Before the readout, GRAIL's market cap stood at roughly $4 billion, about 25× trailing revenue,  making it the most expensive name in diagnostics. At that level, the stock was unambiguously pricing in a clean primary endpoint hit, NHS adoption momentum, and a de-risked FDA pathway all at once. The overnight crash to ~$50 reprices the company at roughly $2 billion. Strip out the $904 million cash pile and the enterprise value falls to just ~$1.1 billion, or about 6–7× 2026 guided revenue. For context, that is the cheapest valuation in the genetic diagnostics peer group.

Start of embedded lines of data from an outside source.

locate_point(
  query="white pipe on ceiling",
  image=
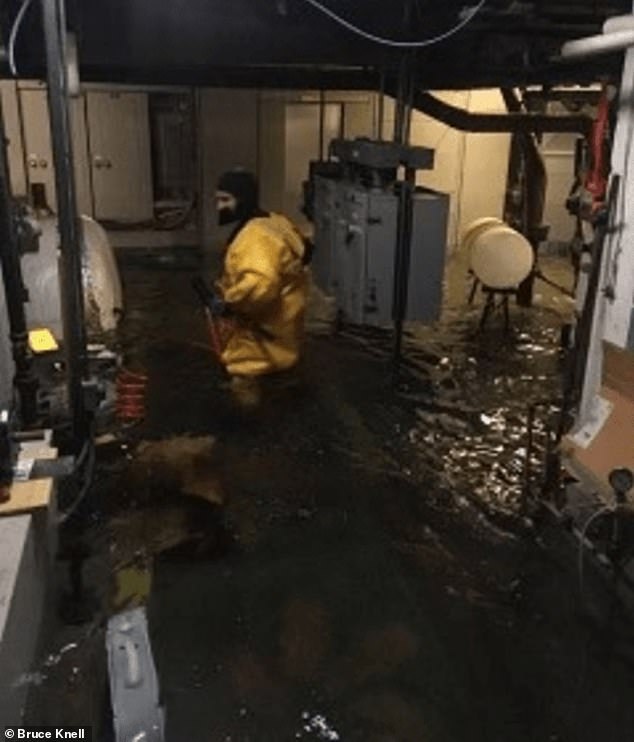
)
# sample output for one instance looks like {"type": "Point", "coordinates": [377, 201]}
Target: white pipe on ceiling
{"type": "Point", "coordinates": [600, 44]}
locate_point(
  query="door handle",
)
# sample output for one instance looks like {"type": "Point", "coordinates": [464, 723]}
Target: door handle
{"type": "Point", "coordinates": [102, 162]}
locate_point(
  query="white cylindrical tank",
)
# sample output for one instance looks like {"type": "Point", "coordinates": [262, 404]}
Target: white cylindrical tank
{"type": "Point", "coordinates": [499, 256]}
{"type": "Point", "coordinates": [103, 297]}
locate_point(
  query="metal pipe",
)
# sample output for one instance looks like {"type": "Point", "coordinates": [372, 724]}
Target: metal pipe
{"type": "Point", "coordinates": [381, 108]}
{"type": "Point", "coordinates": [492, 123]}
{"type": "Point", "coordinates": [591, 46]}
{"type": "Point", "coordinates": [322, 123]}
{"type": "Point", "coordinates": [15, 291]}
{"type": "Point", "coordinates": [72, 297]}
{"type": "Point", "coordinates": [402, 260]}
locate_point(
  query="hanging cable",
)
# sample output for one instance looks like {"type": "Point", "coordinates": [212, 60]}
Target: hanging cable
{"type": "Point", "coordinates": [469, 16]}
{"type": "Point", "coordinates": [14, 34]}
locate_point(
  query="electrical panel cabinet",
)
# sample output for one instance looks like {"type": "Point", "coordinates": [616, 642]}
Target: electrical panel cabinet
{"type": "Point", "coordinates": [355, 248]}
{"type": "Point", "coordinates": [427, 256]}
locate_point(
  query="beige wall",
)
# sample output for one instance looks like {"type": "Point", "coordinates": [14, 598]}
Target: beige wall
{"type": "Point", "coordinates": [559, 158]}
{"type": "Point", "coordinates": [10, 110]}
{"type": "Point", "coordinates": [471, 168]}
{"type": "Point", "coordinates": [228, 133]}
{"type": "Point", "coordinates": [448, 145]}
{"type": "Point", "coordinates": [280, 139]}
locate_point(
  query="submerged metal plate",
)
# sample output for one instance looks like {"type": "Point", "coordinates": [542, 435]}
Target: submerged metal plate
{"type": "Point", "coordinates": [133, 682]}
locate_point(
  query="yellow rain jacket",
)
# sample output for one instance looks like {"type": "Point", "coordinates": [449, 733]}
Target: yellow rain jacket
{"type": "Point", "coordinates": [265, 284]}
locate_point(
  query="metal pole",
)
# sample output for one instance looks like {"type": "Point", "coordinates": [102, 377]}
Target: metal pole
{"type": "Point", "coordinates": [322, 123]}
{"type": "Point", "coordinates": [15, 290]}
{"type": "Point", "coordinates": [69, 227]}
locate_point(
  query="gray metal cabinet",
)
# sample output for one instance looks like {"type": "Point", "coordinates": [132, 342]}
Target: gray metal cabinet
{"type": "Point", "coordinates": [427, 256]}
{"type": "Point", "coordinates": [118, 124]}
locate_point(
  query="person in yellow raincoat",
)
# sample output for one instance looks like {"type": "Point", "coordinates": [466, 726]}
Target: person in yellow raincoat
{"type": "Point", "coordinates": [263, 286]}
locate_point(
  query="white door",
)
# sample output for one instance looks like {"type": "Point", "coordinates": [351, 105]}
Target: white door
{"type": "Point", "coordinates": [302, 145]}
{"type": "Point", "coordinates": [39, 152]}
{"type": "Point", "coordinates": [120, 156]}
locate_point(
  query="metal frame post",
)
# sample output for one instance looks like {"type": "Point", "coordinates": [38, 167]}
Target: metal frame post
{"type": "Point", "coordinates": [15, 291]}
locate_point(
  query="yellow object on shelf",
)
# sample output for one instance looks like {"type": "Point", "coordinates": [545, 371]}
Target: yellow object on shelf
{"type": "Point", "coordinates": [42, 340]}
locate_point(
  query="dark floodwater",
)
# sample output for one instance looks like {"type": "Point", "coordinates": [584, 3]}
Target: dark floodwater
{"type": "Point", "coordinates": [373, 575]}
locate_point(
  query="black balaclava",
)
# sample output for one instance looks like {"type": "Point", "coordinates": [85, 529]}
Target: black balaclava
{"type": "Point", "coordinates": [244, 186]}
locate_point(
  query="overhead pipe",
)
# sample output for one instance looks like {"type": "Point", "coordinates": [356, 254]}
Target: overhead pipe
{"type": "Point", "coordinates": [617, 36]}
{"type": "Point", "coordinates": [72, 296]}
{"type": "Point", "coordinates": [492, 123]}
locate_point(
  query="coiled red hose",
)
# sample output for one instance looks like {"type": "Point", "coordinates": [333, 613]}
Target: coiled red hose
{"type": "Point", "coordinates": [131, 388]}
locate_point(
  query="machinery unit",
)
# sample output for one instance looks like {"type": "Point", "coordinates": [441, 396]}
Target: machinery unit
{"type": "Point", "coordinates": [357, 225]}
{"type": "Point", "coordinates": [101, 283]}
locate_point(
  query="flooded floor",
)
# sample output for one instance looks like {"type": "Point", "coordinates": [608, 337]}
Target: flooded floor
{"type": "Point", "coordinates": [373, 573]}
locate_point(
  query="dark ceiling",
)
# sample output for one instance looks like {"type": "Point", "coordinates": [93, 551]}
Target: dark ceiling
{"type": "Point", "coordinates": [289, 43]}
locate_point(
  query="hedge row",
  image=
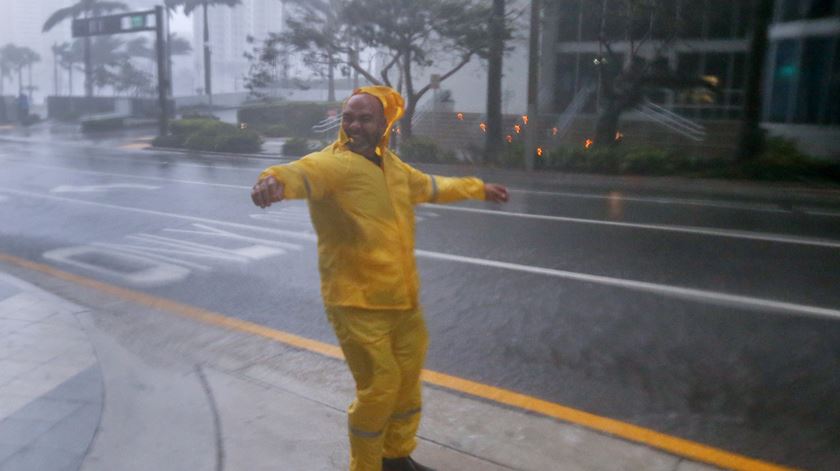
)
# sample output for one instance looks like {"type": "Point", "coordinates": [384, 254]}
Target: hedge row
{"type": "Point", "coordinates": [210, 135]}
{"type": "Point", "coordinates": [780, 160]}
{"type": "Point", "coordinates": [292, 119]}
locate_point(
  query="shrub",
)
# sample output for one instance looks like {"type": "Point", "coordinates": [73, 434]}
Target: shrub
{"type": "Point", "coordinates": [648, 161]}
{"type": "Point", "coordinates": [296, 147]}
{"type": "Point", "coordinates": [297, 117]}
{"type": "Point", "coordinates": [170, 140]}
{"type": "Point", "coordinates": [276, 130]}
{"type": "Point", "coordinates": [210, 135]}
{"type": "Point", "coordinates": [241, 141]}
{"type": "Point", "coordinates": [103, 124]}
{"type": "Point", "coordinates": [424, 149]}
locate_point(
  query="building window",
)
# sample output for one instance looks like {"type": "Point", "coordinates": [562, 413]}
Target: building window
{"type": "Point", "coordinates": [792, 10]}
{"type": "Point", "coordinates": [833, 105]}
{"type": "Point", "coordinates": [814, 79]}
{"type": "Point", "coordinates": [784, 75]}
{"type": "Point", "coordinates": [692, 19]}
{"type": "Point", "coordinates": [564, 81]}
{"type": "Point", "coordinates": [721, 14]}
{"type": "Point", "coordinates": [569, 13]}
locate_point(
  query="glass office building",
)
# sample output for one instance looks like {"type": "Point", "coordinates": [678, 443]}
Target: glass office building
{"type": "Point", "coordinates": [708, 38]}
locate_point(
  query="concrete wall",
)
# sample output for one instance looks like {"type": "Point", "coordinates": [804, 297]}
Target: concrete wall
{"type": "Point", "coordinates": [819, 141]}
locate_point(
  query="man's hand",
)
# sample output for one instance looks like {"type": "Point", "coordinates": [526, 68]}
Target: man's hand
{"type": "Point", "coordinates": [495, 193]}
{"type": "Point", "coordinates": [267, 191]}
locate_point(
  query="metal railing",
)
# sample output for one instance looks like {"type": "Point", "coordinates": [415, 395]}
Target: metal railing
{"type": "Point", "coordinates": [566, 118]}
{"type": "Point", "coordinates": [327, 124]}
{"type": "Point", "coordinates": [668, 119]}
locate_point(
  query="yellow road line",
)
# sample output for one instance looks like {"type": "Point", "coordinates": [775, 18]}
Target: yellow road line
{"type": "Point", "coordinates": [674, 445]}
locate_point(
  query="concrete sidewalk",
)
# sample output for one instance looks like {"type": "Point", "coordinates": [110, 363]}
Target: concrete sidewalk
{"type": "Point", "coordinates": [121, 386]}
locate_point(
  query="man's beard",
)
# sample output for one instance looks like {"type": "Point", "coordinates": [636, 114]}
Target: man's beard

In other words, the market went from pricing perfection to pricing doubt, when the reality is arguably much closer to the bull case. The revenue trajectory is intact (26% U.S. growth, 185k+ tests sold), the Pre-Market Approval is submitted, Medicare coverage is legislated, and the clinical data, while missing a rigid statistical threshold, delivered exactly the kind of real-world signals (4× detection, Stage IV reduction) that drive physician adoption and payer engagement.

Our Takeaway

Cancer kills 10 million people a year. Most of them are diagnosed too late. GRAIL just showed, in the world's largest screening trial, that a simple blood test can change that. The primary endpoint can wait. The patients cannot.

The market sold the headline. At atonra, we buy the data underneath it. A blood test that finds cancers 4× more often, reduces the most lethal stage diagnoses by >20 %, and catches tumours at stages where cure rates are dramatically higher is not a failed trial.